Frank Jackalone, a senior organizer at the Sierra Club’s Florida chapter, said it is too early to determine whether the group would endorse Curbelo’s re-election bid but emphasized that the organization does consider all candidates.

"The Sierra Club is interested in supporting candidates of both parties, and even of other parties, even if they’re a good independent or third-party candidate, we look at them all, and we look at their records," Jackalone said. "If we’ve got a Republican who is a supporter of climate change science and a supporter of federal action to address that — not just mitigation but the causes of climate change — we’re going to take a long hard look at that candidate in our endorsement process. We would love to have more Republicans to endorse."

ConservAmerica Executive Director Rob Sisson, whose group supports Republican environmentalists and invested $21,000 in independent expenditures to back Curbelo’s initial bid, said he hopes to see other environmental groups step up to assist the Republican.

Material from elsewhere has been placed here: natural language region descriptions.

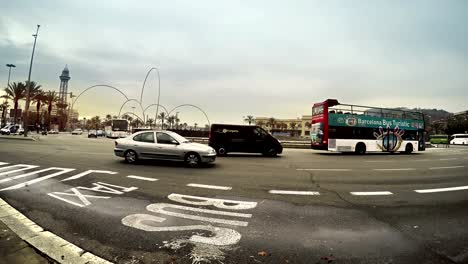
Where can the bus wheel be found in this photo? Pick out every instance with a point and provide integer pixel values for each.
(408, 148)
(222, 151)
(360, 148)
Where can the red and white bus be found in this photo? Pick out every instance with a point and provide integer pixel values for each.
(361, 129)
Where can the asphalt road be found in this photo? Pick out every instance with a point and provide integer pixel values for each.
(381, 208)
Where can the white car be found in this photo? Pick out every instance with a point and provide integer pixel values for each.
(459, 139)
(77, 131)
(163, 145)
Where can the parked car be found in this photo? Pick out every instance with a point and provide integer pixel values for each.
(100, 133)
(163, 145)
(459, 139)
(77, 131)
(239, 138)
(92, 134)
(10, 129)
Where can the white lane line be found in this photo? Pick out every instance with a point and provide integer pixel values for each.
(323, 169)
(293, 192)
(216, 187)
(400, 169)
(443, 189)
(141, 178)
(442, 168)
(372, 193)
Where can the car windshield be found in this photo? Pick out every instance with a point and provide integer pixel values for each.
(178, 137)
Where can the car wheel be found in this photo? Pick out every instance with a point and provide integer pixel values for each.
(192, 159)
(131, 157)
(408, 149)
(222, 151)
(271, 152)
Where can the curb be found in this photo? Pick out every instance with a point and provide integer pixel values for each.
(19, 138)
(45, 242)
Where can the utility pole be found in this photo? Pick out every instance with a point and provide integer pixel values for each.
(9, 72)
(28, 95)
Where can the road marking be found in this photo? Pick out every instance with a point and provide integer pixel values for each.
(323, 169)
(159, 208)
(443, 189)
(400, 169)
(221, 236)
(216, 187)
(21, 185)
(204, 201)
(22, 166)
(77, 176)
(372, 193)
(293, 192)
(141, 178)
(442, 168)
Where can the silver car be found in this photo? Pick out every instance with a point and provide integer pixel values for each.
(163, 145)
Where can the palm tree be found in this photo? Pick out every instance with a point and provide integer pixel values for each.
(4, 107)
(15, 92)
(162, 116)
(250, 119)
(271, 122)
(150, 122)
(171, 120)
(51, 98)
(38, 97)
(293, 125)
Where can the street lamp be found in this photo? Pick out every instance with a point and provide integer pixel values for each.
(9, 72)
(28, 95)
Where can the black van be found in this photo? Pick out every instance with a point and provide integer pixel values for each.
(238, 138)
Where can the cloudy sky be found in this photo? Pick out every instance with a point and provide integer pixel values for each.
(235, 58)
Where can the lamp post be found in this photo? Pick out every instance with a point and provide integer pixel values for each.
(9, 72)
(28, 95)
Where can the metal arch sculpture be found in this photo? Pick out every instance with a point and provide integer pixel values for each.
(131, 100)
(194, 106)
(98, 85)
(159, 89)
(133, 114)
(144, 111)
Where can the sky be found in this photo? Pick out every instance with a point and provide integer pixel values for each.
(237, 58)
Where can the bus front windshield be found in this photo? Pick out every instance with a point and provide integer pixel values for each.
(316, 133)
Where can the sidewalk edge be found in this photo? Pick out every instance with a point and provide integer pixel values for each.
(45, 242)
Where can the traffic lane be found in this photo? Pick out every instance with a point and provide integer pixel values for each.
(441, 228)
(289, 232)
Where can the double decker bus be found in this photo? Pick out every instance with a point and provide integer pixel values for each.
(353, 128)
(119, 128)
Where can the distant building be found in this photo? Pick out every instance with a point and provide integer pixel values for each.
(294, 126)
(64, 78)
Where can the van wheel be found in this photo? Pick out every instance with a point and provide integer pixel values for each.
(131, 157)
(222, 151)
(192, 159)
(271, 152)
(408, 148)
(360, 148)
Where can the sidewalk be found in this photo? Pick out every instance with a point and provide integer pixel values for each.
(13, 250)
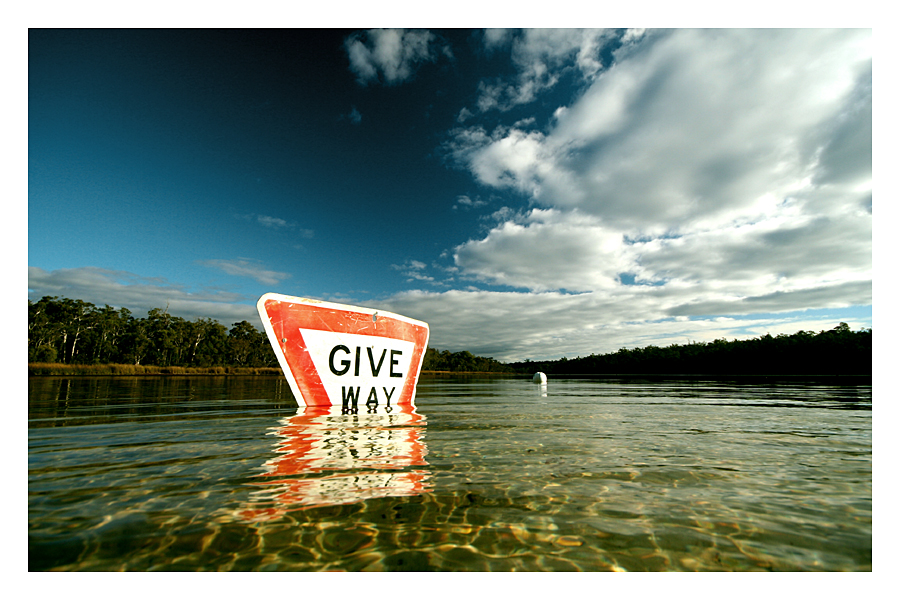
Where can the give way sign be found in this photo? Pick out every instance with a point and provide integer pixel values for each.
(339, 355)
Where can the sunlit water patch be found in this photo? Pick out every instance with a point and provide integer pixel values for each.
(486, 474)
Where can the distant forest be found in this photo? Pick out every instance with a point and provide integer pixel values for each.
(839, 351)
(65, 331)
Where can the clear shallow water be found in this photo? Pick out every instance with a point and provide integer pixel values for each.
(486, 474)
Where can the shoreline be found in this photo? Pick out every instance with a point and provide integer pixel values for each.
(118, 370)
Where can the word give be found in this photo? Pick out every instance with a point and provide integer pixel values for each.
(343, 367)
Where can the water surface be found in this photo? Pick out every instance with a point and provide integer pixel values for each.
(486, 474)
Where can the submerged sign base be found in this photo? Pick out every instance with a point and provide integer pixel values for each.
(339, 355)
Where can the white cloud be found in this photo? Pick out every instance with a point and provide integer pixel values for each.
(122, 289)
(394, 54)
(704, 173)
(246, 268)
(466, 202)
(512, 326)
(541, 57)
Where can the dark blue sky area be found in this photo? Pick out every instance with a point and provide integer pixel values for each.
(147, 146)
(529, 193)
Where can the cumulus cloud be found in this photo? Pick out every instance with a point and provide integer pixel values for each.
(715, 175)
(392, 55)
(541, 57)
(122, 289)
(246, 268)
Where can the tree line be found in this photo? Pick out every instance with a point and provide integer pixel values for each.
(62, 330)
(66, 331)
(465, 361)
(839, 351)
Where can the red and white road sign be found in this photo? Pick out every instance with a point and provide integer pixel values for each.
(348, 356)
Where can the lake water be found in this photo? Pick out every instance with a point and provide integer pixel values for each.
(486, 474)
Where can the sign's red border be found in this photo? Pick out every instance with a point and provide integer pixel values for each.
(286, 317)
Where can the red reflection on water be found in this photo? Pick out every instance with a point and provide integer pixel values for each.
(327, 457)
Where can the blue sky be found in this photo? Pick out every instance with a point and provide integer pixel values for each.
(528, 193)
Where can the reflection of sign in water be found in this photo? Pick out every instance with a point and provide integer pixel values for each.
(328, 456)
(333, 354)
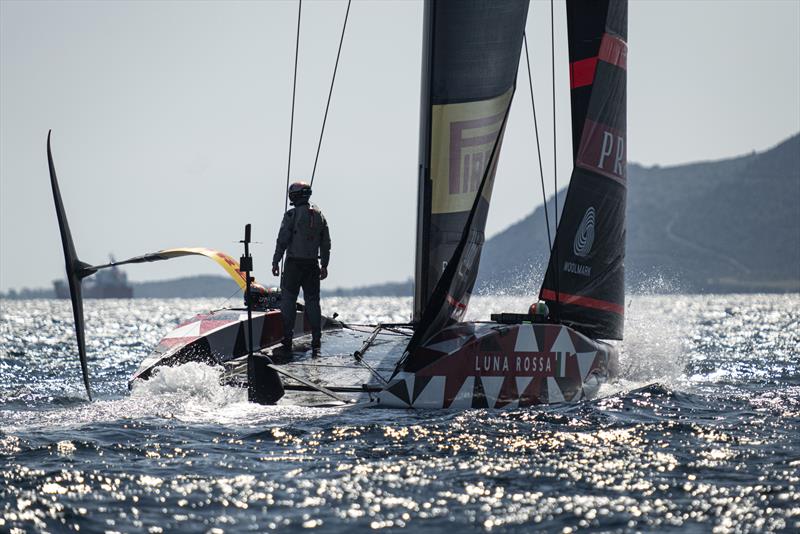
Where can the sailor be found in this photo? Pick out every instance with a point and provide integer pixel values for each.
(305, 239)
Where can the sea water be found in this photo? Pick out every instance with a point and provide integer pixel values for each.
(701, 433)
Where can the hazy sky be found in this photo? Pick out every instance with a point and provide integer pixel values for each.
(171, 119)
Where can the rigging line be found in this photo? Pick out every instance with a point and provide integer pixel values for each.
(330, 92)
(291, 122)
(538, 148)
(555, 154)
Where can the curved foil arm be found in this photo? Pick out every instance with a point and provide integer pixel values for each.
(228, 263)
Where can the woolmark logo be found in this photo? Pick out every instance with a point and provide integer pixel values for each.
(471, 144)
(584, 237)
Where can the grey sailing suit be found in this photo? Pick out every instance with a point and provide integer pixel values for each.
(304, 236)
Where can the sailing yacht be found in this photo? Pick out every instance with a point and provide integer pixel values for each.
(561, 353)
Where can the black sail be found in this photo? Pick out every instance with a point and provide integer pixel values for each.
(585, 280)
(471, 52)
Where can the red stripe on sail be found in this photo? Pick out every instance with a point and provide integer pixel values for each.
(581, 72)
(614, 50)
(586, 302)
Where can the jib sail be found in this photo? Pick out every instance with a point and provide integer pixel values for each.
(585, 283)
(470, 57)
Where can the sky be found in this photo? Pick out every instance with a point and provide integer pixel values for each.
(171, 121)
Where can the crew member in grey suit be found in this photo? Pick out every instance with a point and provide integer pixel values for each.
(305, 239)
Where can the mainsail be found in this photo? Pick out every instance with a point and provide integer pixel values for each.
(585, 280)
(470, 58)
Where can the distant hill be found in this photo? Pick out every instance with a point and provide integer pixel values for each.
(188, 287)
(722, 226)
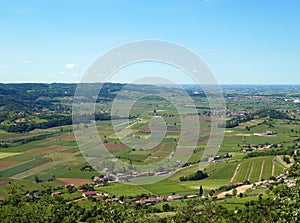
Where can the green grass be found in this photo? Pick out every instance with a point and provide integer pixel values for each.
(22, 167)
(119, 189)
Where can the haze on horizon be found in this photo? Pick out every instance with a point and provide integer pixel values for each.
(255, 42)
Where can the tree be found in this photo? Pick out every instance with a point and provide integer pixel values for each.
(201, 191)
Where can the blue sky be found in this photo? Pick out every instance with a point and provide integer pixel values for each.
(254, 42)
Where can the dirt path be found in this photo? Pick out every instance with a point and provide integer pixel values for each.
(273, 166)
(250, 171)
(235, 173)
(261, 170)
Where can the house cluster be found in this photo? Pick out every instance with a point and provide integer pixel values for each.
(153, 200)
(218, 159)
(259, 147)
(265, 133)
(126, 177)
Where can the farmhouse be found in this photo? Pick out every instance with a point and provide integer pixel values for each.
(55, 193)
(89, 193)
(291, 183)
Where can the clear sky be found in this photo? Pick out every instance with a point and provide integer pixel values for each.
(255, 41)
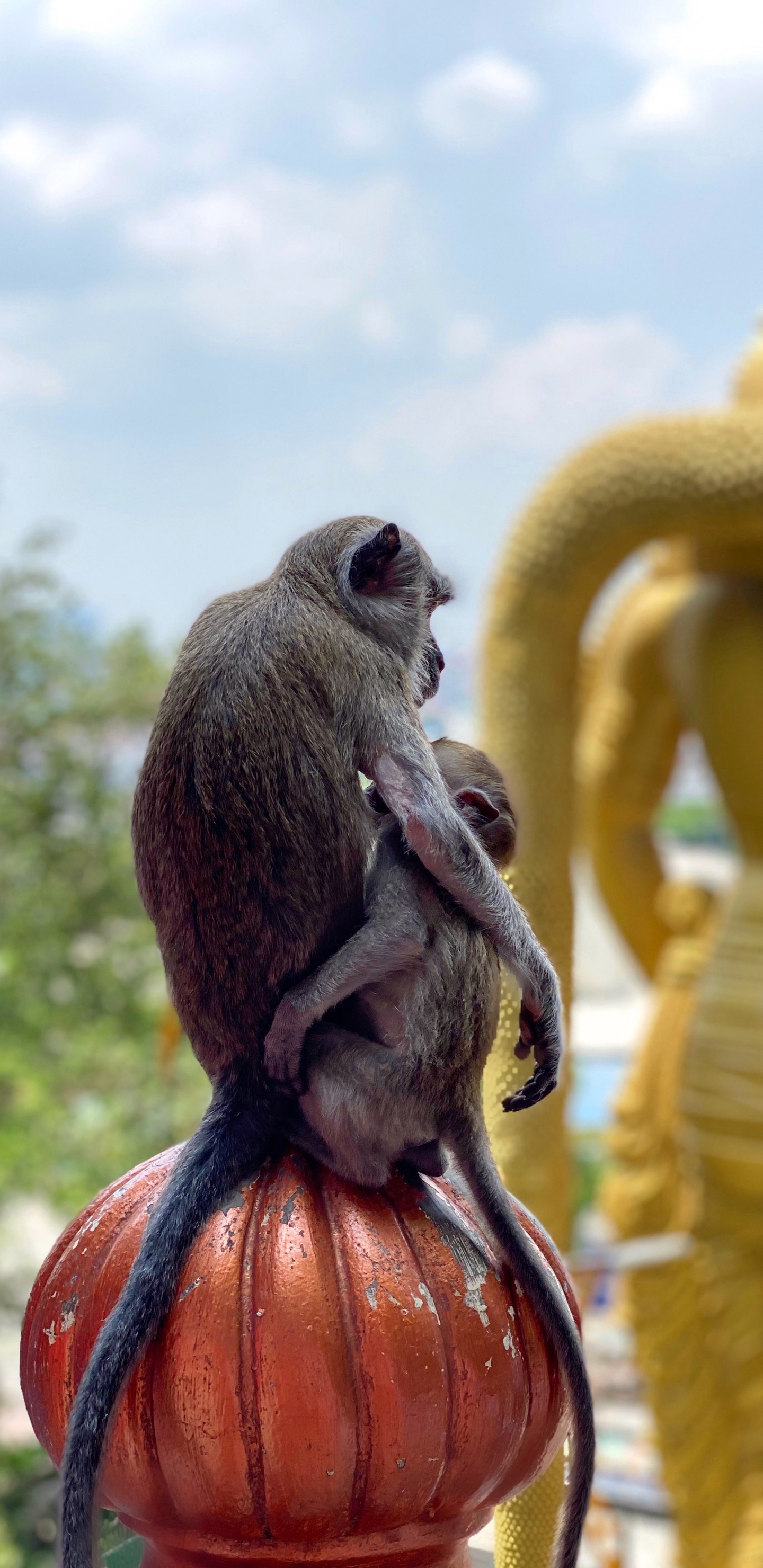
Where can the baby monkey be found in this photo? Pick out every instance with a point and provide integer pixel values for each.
(388, 1041)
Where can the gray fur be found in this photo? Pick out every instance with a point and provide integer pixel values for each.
(252, 841)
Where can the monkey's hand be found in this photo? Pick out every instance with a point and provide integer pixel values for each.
(283, 1045)
(540, 1031)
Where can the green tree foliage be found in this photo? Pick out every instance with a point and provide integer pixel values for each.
(82, 1097)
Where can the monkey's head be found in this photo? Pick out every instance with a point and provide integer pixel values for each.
(480, 792)
(385, 581)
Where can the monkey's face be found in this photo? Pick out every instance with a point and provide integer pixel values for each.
(392, 587)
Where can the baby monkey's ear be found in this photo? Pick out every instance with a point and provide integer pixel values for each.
(371, 562)
(476, 808)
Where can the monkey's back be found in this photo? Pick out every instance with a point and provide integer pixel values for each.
(250, 828)
(453, 1013)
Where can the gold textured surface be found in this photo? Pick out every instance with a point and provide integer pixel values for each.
(527, 1526)
(696, 477)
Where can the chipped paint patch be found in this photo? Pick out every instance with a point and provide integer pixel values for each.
(68, 1313)
(464, 1244)
(429, 1299)
(233, 1201)
(475, 1296)
(189, 1288)
(291, 1203)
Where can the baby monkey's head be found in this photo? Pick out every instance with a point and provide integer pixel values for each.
(480, 794)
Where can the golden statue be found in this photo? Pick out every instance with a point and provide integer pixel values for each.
(699, 479)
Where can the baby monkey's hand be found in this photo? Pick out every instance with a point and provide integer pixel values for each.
(540, 1031)
(283, 1045)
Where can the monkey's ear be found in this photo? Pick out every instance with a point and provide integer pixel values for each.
(369, 567)
(476, 806)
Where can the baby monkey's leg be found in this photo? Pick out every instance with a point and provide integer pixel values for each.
(392, 940)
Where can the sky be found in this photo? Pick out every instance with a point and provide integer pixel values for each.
(264, 262)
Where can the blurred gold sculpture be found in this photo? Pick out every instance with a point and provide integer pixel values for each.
(627, 741)
(700, 479)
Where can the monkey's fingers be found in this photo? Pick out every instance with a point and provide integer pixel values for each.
(534, 1090)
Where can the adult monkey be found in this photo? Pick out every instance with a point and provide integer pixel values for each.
(252, 838)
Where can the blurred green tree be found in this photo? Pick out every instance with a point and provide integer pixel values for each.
(82, 1090)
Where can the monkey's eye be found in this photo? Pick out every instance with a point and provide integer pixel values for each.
(439, 592)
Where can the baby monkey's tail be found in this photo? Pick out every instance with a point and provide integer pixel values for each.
(230, 1144)
(472, 1152)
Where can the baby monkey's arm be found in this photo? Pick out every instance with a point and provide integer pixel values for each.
(392, 938)
(409, 781)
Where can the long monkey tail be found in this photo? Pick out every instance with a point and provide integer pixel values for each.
(230, 1144)
(475, 1159)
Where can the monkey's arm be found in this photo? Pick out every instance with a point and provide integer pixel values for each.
(413, 789)
(393, 938)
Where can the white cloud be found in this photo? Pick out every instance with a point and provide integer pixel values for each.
(475, 102)
(536, 397)
(103, 22)
(702, 76)
(274, 256)
(25, 380)
(73, 170)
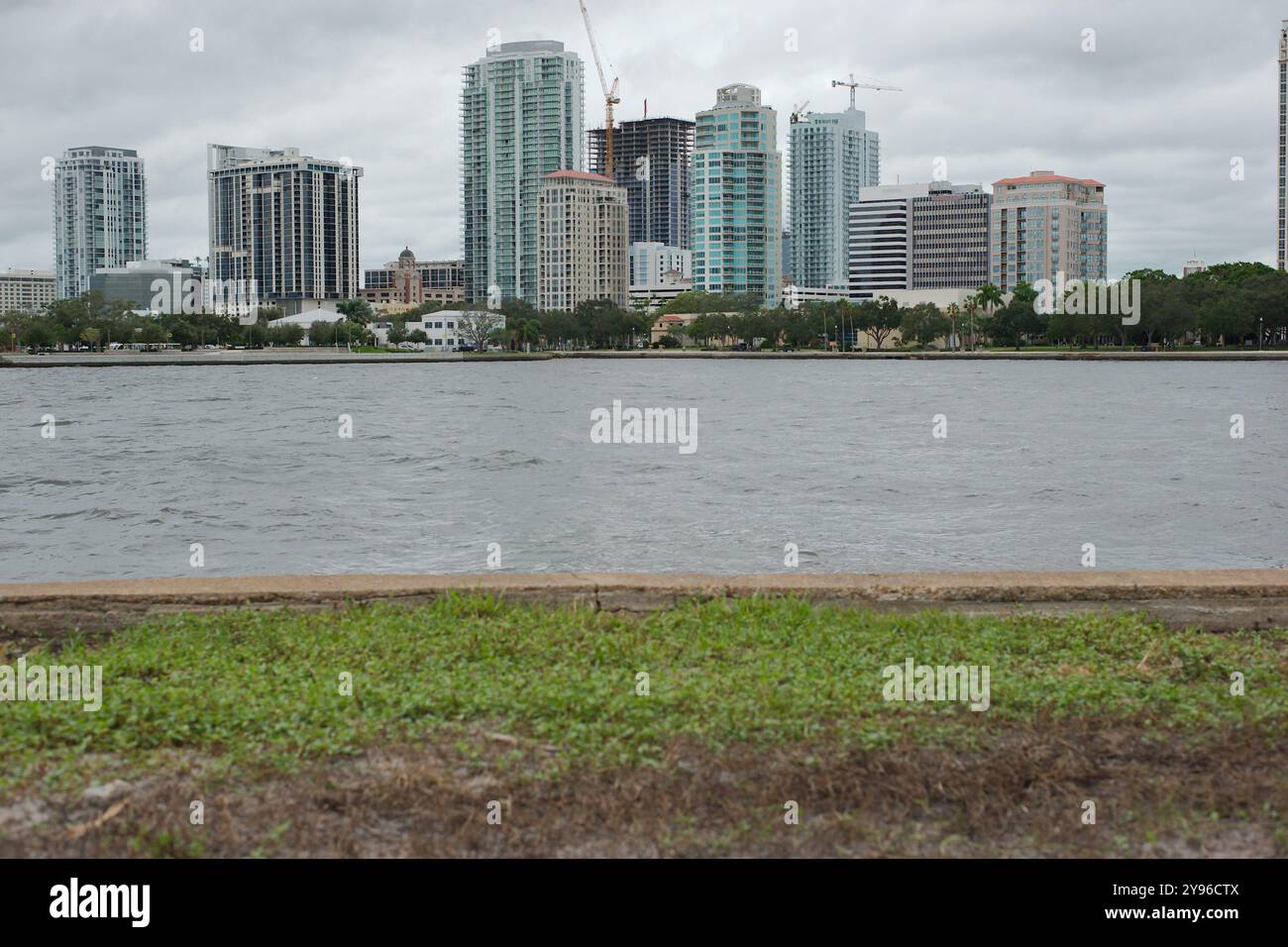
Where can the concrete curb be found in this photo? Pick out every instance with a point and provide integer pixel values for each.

"I would hope that this is one of those candidates that left-of-center environmental groups say, ‘Listen, we could go out and recruit and get a Democrat to run … but here’s a guy, a Republican, who’s working in the caucus. In his first term, he’s already come out as a leader on climate change. It’s probably better for the country as a whole if we get behind this guy and get him re-elected."

He added that support from all segments of the environmental movement could help encourage more climate change advocates within the GOP.

"It helps send a message to Republicans around the country that if you’re pragmatic and approach these things with common sense … there are going to be voters and organizations to support you," Sisson said.